Characters in the media
The focus in the article header is on podcasting, I see that as a tiny part of my publishing story, but they clearly felt I would be better cast in the role of someone who podcasted their way to success. I think that's what freaked me out – even though that's me in the picture I don't look like me, it's written in the first person but doesn't sound like me. That's a very strange and quite upsetting experience to have for the first time. Good grief, I sound silly don't I, but it's the truth. I'm a timid creature. It took a long time for me to be open here, in my space, this was the first time I was "out there" in a way controlled by other people. Does that make sense?
But it also made me realise, even more acutely, how practically everything we consume in the media is just a story. If they take a complete nobody like me, who has a real story relevant to what they want to talk about and still can't help fiddling with it to fit their ideas, imagine what must happen to celebrities and politicians. How many people have I liked and disliked thanks to their portrayal in the media? Who decides who will be loved and hated?

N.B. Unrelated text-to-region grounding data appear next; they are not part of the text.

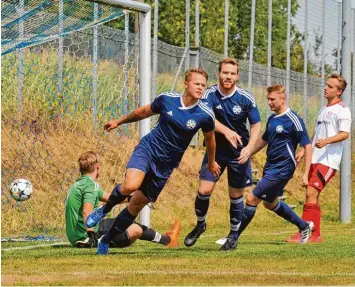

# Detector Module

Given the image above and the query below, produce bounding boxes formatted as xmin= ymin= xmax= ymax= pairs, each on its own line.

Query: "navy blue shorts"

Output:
xmin=126 ymin=144 xmax=173 ymax=202
xmin=252 ymin=176 xmax=290 ymax=203
xmin=199 ymin=152 xmax=253 ymax=189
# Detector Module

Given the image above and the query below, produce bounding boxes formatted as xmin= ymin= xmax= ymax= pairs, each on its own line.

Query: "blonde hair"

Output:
xmin=184 ymin=68 xmax=208 ymax=82
xmin=328 ymin=73 xmax=347 ymax=94
xmin=267 ymin=85 xmax=286 ymax=94
xmin=218 ymin=58 xmax=239 ymax=74
xmin=78 ymin=151 xmax=98 ymax=174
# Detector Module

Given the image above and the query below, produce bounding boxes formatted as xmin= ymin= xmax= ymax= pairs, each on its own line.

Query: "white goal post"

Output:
xmin=90 ymin=0 xmax=152 ymax=227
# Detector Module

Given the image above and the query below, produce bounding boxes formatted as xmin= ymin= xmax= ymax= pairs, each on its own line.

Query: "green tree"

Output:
xmin=143 ymin=0 xmax=306 ymax=72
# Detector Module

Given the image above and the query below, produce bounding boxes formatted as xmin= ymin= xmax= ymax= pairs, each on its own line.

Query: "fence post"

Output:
xmin=152 ymin=0 xmax=158 ymax=101
xmin=92 ymin=3 xmax=99 ymax=131
xmin=248 ymin=0 xmax=256 ymax=92
xmin=224 ymin=0 xmax=229 ymax=57
xmin=303 ymin=0 xmax=308 ymax=127
xmin=185 ymin=0 xmax=190 ymax=70
xmin=17 ymin=0 xmax=24 ymax=113
xmin=58 ymin=0 xmax=64 ymax=94
xmin=340 ymin=0 xmax=352 ymax=223
xmin=286 ymin=0 xmax=291 ymax=103
xmin=195 ymin=0 xmax=200 ymax=67
xmin=267 ymin=0 xmax=272 ymax=119
xmin=320 ymin=0 xmax=325 ymax=106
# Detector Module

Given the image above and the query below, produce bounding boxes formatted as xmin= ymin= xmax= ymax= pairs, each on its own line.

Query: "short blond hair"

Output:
xmin=78 ymin=151 xmax=98 ymax=174
xmin=267 ymin=85 xmax=286 ymax=94
xmin=218 ymin=58 xmax=239 ymax=74
xmin=184 ymin=68 xmax=208 ymax=82
xmin=328 ymin=73 xmax=347 ymax=94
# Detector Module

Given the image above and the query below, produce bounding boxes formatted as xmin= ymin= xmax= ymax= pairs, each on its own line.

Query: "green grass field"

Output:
xmin=2 ymin=217 xmax=354 ymax=286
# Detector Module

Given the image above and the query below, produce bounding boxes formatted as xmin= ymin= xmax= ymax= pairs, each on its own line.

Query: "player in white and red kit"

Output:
xmin=286 ymin=74 xmax=351 ymax=243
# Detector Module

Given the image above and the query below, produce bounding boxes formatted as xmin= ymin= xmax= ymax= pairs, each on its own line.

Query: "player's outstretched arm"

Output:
xmin=238 ymin=122 xmax=261 ymax=164
xmin=104 ymin=104 xmax=154 ymax=132
xmin=249 ymin=137 xmax=267 ymax=156
xmin=214 ymin=120 xmax=242 ymax=148
xmin=301 ymin=143 xmax=312 ymax=187
xmin=203 ymin=130 xmax=221 ymax=177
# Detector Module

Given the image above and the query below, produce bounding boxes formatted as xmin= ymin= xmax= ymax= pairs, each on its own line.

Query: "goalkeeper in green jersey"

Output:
xmin=65 ymin=151 xmax=180 ymax=248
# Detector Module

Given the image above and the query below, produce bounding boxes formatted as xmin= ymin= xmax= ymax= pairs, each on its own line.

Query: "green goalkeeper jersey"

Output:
xmin=65 ymin=175 xmax=104 ymax=246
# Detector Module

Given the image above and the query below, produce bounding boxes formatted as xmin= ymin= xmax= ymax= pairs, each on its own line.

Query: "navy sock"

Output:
xmin=237 ymin=203 xmax=257 ymax=239
xmin=101 ymin=207 xmax=137 ymax=244
xmin=271 ymin=201 xmax=307 ymax=230
xmin=103 ymin=184 xmax=127 ymax=214
xmin=195 ymin=192 xmax=210 ymax=228
xmin=229 ymin=195 xmax=244 ymax=240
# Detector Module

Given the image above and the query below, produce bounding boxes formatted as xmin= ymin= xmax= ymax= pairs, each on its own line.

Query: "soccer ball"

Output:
xmin=9 ymin=179 xmax=33 ymax=201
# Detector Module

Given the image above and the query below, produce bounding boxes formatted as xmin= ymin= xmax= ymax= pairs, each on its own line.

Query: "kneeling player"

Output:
xmin=65 ymin=151 xmax=180 ymax=248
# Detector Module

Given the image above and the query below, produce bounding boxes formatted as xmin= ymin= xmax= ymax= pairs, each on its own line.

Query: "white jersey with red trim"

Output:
xmin=312 ymin=101 xmax=352 ymax=170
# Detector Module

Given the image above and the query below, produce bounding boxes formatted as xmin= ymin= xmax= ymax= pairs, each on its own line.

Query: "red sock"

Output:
xmin=302 ymin=203 xmax=321 ymax=237
xmin=313 ymin=205 xmax=321 ymax=238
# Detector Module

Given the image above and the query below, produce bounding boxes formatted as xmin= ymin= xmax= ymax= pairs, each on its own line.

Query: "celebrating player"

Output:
xmin=286 ymin=74 xmax=351 ymax=243
xmin=85 ymin=68 xmax=220 ymax=255
xmin=235 ymin=85 xmax=314 ymax=244
xmin=65 ymin=151 xmax=181 ymax=249
xmin=184 ymin=58 xmax=261 ymax=251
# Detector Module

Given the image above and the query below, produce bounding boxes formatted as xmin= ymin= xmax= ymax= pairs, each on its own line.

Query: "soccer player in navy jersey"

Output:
xmin=235 ymin=85 xmax=314 ymax=244
xmin=86 ymin=68 xmax=221 ymax=255
xmin=184 ymin=58 xmax=262 ymax=251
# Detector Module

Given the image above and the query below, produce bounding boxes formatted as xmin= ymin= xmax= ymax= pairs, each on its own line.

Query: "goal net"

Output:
xmin=1 ymin=0 xmax=151 ymax=241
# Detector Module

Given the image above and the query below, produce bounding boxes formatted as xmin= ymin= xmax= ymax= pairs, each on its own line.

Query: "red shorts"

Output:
xmin=308 ymin=163 xmax=336 ymax=191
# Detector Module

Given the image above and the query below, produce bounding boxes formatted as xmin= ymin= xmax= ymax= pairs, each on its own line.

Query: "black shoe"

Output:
xmin=184 ymin=224 xmax=206 ymax=247
xmin=219 ymin=234 xmax=237 ymax=251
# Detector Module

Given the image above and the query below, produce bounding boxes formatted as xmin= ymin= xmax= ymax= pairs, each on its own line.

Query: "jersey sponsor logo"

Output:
xmin=233 ymin=105 xmax=242 ymax=114
xmin=276 ymin=125 xmax=283 ymax=133
xmin=317 ymin=120 xmax=330 ymax=126
xmin=167 ymin=111 xmax=173 ymax=116
xmin=216 ymin=104 xmax=223 ymax=110
xmin=186 ymin=119 xmax=196 ymax=129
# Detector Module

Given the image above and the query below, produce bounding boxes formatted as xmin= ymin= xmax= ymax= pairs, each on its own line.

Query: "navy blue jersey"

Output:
xmin=262 ymin=108 xmax=310 ymax=179
xmin=201 ymin=85 xmax=261 ymax=157
xmin=140 ymin=92 xmax=215 ymax=168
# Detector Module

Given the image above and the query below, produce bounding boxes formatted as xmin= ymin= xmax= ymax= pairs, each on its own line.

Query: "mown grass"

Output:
xmin=2 ymin=221 xmax=354 ymax=286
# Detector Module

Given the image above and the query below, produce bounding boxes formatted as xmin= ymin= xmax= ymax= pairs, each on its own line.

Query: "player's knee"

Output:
xmin=198 ymin=181 xmax=214 ymax=195
xmin=128 ymin=224 xmax=143 ymax=240
xmin=306 ymin=187 xmax=319 ymax=203
xmin=121 ymin=183 xmax=139 ymax=195
xmin=246 ymin=192 xmax=257 ymax=205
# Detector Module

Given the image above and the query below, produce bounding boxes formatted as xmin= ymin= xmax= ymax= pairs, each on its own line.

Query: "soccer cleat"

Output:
xmin=85 ymin=205 xmax=107 ymax=228
xmin=97 ymin=237 xmax=109 ymax=255
xmin=215 ymin=237 xmax=228 ymax=246
xmin=285 ymin=232 xmax=301 ymax=243
xmin=184 ymin=224 xmax=206 ymax=247
xmin=308 ymin=235 xmax=323 ymax=243
xmin=166 ymin=219 xmax=181 ymax=248
xmin=219 ymin=234 xmax=237 ymax=251
xmin=300 ymin=221 xmax=314 ymax=244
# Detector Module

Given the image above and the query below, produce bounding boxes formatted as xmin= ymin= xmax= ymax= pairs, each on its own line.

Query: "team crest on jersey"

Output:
xmin=233 ymin=105 xmax=242 ymax=114
xmin=186 ymin=119 xmax=196 ymax=129
xmin=276 ymin=125 xmax=283 ymax=133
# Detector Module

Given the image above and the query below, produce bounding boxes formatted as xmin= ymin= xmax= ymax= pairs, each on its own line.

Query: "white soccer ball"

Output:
xmin=9 ymin=179 xmax=33 ymax=201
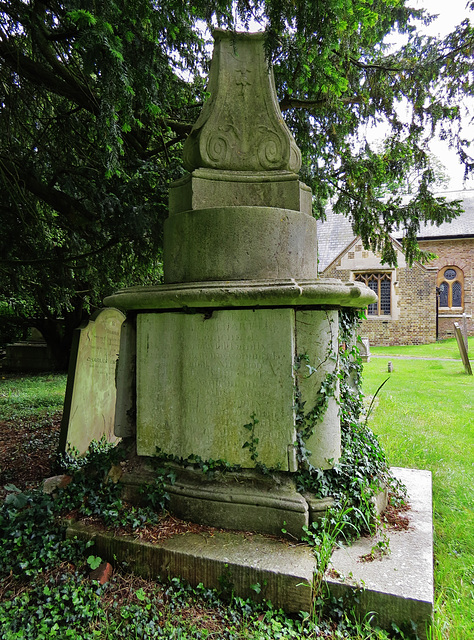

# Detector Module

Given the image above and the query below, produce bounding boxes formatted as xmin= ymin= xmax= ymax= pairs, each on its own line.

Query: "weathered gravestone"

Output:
xmin=59 ymin=308 xmax=125 ymax=454
xmin=454 ymin=321 xmax=472 ymax=375
xmin=357 ymin=336 xmax=371 ymax=362
xmin=4 ymin=328 xmax=58 ymax=372
xmin=461 ymin=313 xmax=469 ymax=351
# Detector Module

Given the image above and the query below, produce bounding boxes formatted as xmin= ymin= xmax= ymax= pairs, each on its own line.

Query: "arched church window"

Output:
xmin=437 ymin=266 xmax=464 ymax=309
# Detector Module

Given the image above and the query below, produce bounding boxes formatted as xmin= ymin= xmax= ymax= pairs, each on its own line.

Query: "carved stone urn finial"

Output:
xmin=183 ymin=29 xmax=301 ymax=173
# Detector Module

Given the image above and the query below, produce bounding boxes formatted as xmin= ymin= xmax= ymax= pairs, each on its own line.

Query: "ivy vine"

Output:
xmin=295 ymin=308 xmax=405 ymax=536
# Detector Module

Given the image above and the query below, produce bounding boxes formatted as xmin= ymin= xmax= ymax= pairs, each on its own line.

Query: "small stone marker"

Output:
xmin=59 ymin=308 xmax=125 ymax=455
xmin=357 ymin=336 xmax=371 ymax=362
xmin=454 ymin=322 xmax=472 ymax=375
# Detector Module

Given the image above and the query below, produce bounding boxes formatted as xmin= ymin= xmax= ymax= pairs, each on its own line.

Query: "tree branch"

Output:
xmin=279 ymin=96 xmax=364 ymax=112
xmin=0 ymin=157 xmax=96 ymax=229
xmin=0 ymin=239 xmax=120 ymax=267
xmin=0 ymin=38 xmax=99 ymax=115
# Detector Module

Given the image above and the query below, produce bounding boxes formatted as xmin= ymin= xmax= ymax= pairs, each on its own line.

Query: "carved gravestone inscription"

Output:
xmin=59 ymin=308 xmax=125 ymax=454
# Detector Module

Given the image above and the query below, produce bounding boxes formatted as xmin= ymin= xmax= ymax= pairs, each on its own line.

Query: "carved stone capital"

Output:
xmin=183 ymin=30 xmax=301 ymax=173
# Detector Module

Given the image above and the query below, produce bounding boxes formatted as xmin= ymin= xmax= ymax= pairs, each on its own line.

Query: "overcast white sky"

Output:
xmin=413 ymin=0 xmax=471 ymax=36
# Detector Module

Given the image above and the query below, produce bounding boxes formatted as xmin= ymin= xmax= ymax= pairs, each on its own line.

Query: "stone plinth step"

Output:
xmin=66 ymin=468 xmax=433 ymax=637
xmin=67 ymin=522 xmax=315 ymax=613
xmin=325 ymin=468 xmax=433 ymax=639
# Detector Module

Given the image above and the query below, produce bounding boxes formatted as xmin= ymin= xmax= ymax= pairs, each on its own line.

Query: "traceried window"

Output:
xmin=355 ymin=273 xmax=391 ymax=316
xmin=437 ymin=266 xmax=464 ymax=309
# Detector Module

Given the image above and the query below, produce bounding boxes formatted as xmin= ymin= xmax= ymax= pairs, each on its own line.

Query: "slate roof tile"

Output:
xmin=317 ymin=190 xmax=474 ymax=272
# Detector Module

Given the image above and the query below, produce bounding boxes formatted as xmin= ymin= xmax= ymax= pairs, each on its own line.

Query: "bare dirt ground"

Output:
xmin=0 ymin=412 xmax=61 ymax=501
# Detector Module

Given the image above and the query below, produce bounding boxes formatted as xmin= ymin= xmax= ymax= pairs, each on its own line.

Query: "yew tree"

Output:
xmin=0 ymin=0 xmax=472 ymax=366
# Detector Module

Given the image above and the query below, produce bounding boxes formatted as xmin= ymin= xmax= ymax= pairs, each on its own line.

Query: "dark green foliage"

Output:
xmin=56 ymin=438 xmax=163 ymax=529
xmin=0 ymin=438 xmax=167 ymax=582
xmin=0 ymin=574 xmax=106 ymax=639
xmin=242 ymin=413 xmax=260 ymax=464
xmin=139 ymin=466 xmax=176 ymax=511
xmin=0 ymin=1 xmax=472 ymax=363
xmin=155 ymin=447 xmax=242 ymax=477
xmin=242 ymin=413 xmax=279 ymax=476
xmin=0 ymin=485 xmax=89 ymax=578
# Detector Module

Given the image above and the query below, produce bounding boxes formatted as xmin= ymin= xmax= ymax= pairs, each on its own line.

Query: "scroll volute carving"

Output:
xmin=183 ymin=29 xmax=301 ymax=173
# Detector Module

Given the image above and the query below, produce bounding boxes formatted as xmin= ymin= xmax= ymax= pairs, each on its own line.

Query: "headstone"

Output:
xmin=357 ymin=336 xmax=371 ymax=362
xmin=3 ymin=342 xmax=57 ymax=372
xmin=4 ymin=328 xmax=57 ymax=372
xmin=454 ymin=322 xmax=472 ymax=375
xmin=59 ymin=308 xmax=125 ymax=454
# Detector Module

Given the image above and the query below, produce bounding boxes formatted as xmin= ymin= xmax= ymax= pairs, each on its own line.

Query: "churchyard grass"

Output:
xmin=362 ymin=351 xmax=474 ymax=640
xmin=369 ymin=336 xmax=474 ymax=361
xmin=0 ymin=373 xmax=67 ymax=420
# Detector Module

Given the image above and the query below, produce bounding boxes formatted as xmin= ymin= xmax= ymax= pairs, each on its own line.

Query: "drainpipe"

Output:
xmin=436 ymin=287 xmax=440 ymax=341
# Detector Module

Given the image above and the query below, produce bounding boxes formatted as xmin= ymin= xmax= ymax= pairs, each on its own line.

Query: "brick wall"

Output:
xmin=323 ymin=253 xmax=437 ymax=346
xmin=418 ymin=237 xmax=474 ymax=339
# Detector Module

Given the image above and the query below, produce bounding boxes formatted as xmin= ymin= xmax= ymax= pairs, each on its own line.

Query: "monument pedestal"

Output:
xmin=103 ymin=30 xmax=376 ymax=537
xmin=104 ymin=279 xmax=374 ymax=537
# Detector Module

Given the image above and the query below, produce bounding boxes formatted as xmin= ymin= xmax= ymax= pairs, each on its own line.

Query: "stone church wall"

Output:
xmin=322 ymin=252 xmax=437 ymax=346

It's all so subtle. Take the picture of (not)me in the article (I know I haven't linked to it, I can't do it yet) – who on earth writes books wearing all that make-up, 6 inch high heels and a lurid green Dame Edna dress? I flicked through another issue which had a feature on an Olympic athlete "training" in full make up. Not a big deal? Well, yes and no. It's clearly all silly when we stop and think about it, but when we consume stuff like this we're not supposed to be in a critical mind-set. I suspect magazine editors hope their readers flick through, brain elsewhere, taking in the pretty pictures, feeling aspirational. I think on a subliminal level all of these images are designed to make us feel fat, ugly and boring and raring to buy the featured products to look like the pictures we see. That's why I don't read them. As the speaker in the sunscreen song so rightly says "Don't read beauty magazines, they will only make you feel ugly."
So now I'm a media whore, right?
I've been quite open here about the fact I avoid these kinds of publications. In fact, I actively reject the world they portray and think it's harmful – yet I still went and had the shoot, didn't I?
I can't say I feel proud of that.
I have a policy of not turning down opportunities (within reason), especially those outside of my comfort zone, as I'm trying to not let my rampant anxiety disorder ruin my life. The opportunity came one week before 20 Years Later was released in hardback, the article came out on the same day. I did it to get exposure for the book, just like all of the other people who put themselves into the media meat grinder who have products, projects and causes to promote. I became part of the machine.
So am I now jaded and bitter?
No. I was freaked out and precious, I'm better now. I don't regret the experience – the shoot itself was a lot of fun and even though I look awful in the article, I didn't feel it at the time. I'm pleased, perhaps hypocritically, that I got the hardback of 20 Years Later in the photo, in fact, may I urge you to admire how beautiful it looks should you click here to see the article?
And if you're wondering what I really look like when I'm proudly showing off my book, you can see me here, outside my favourite bookshop on the day I went to sign the copies on sale there (that was so exciting!). That's what I really look like; freaky in a non-scary way, wearing my old hat, with a silly – and genuine – grin.